The CRC/CLCP did not make any recommendations outside of his scope of practice. The life care planner noted the medical records reviewed and included a treatment summary within the life care plan as well as recommendations for future care that were secured in collaboration with the treating providers and signed by them, prior to the release of the life care plan report. The recommendations included in the plan were all evident through the medical records, supporting clinical practice guidelines and endorsements.
Sometimes securing the appropriate credible medical recommendation takes extra leg work, but in the end, it is the foundation for which that life care plan will hold up under close scrutiny.

References:
Field, T. & Jayne, K. 2012. Expert Disclosure: Federal Rules of Civil Procedure 26, 34, 27. Athens, Georgia: Elliott & Fitzpatrick, Inc.
International Association of Rehabilitation Professional & International Academy of Life Care Planners (2022), Fourth Edition.

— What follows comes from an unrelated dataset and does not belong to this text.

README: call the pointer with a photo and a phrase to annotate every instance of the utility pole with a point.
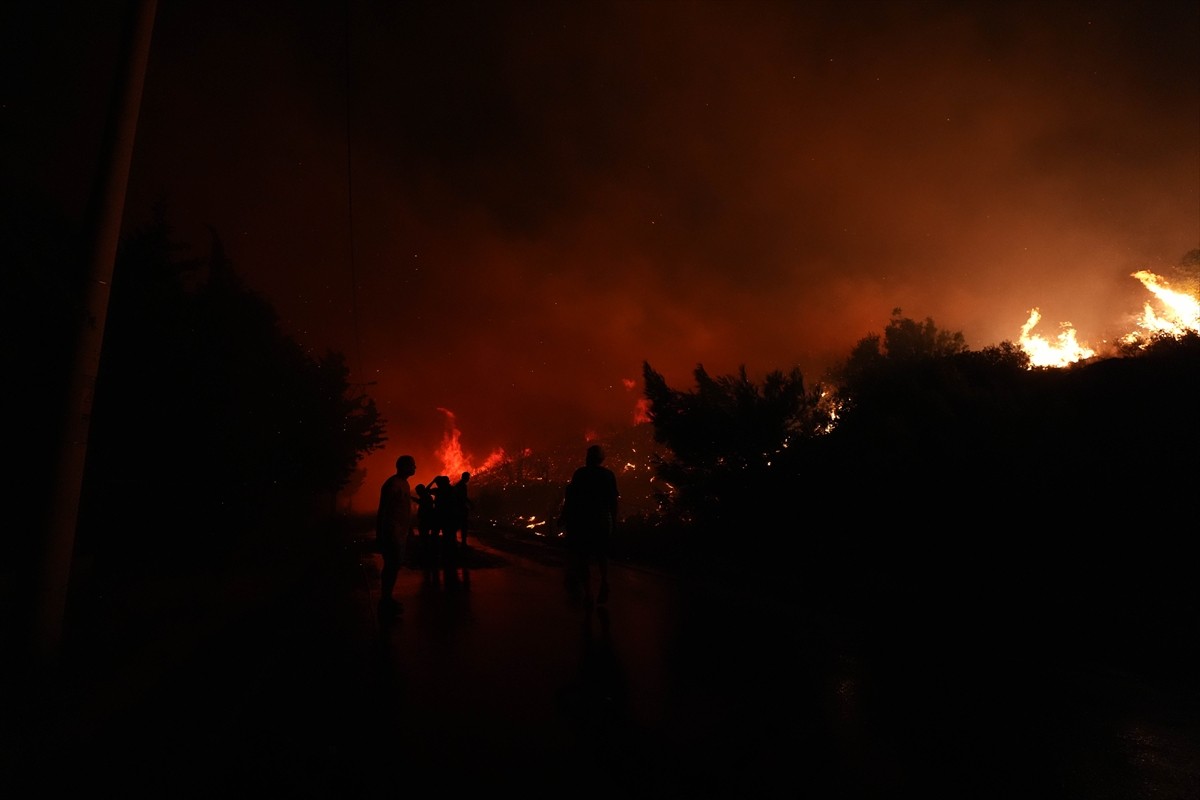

Standards of Practice for Life Care Planners.
Johnson, C; Pomeranz, J. & Stetten, N. 2018. “Life Care Planning Consensus and Majority Statements 2000-2008: Are They Still Relevant and Reliable? A Delphi Study.” Journal of Life Care Planning, 16 (4), 5-13.
Johnson, C; Pomeranz, J. & Stetten, N. 2018. “Consensus and Majority Statements Derived from Life Care Planning Summits Held in 2000, 2002, 2004, 2006, 2008, 2010, 2012, 2015 and 2017 and updated via Delphi Study in 2018.” Journal of Life Care Planning, 16 (4), 15-18.
Preston, Karen, et al. “Standards of Practice for Life Care Planners, Fourth Edition.” Journal of Life Care Planning, 20 (3), 5-24.
Weed R. & Berens D.E., (editors). 2018. Life Care Planning and Case Management Handbook. (4th ed.). New York, NY: Routledge.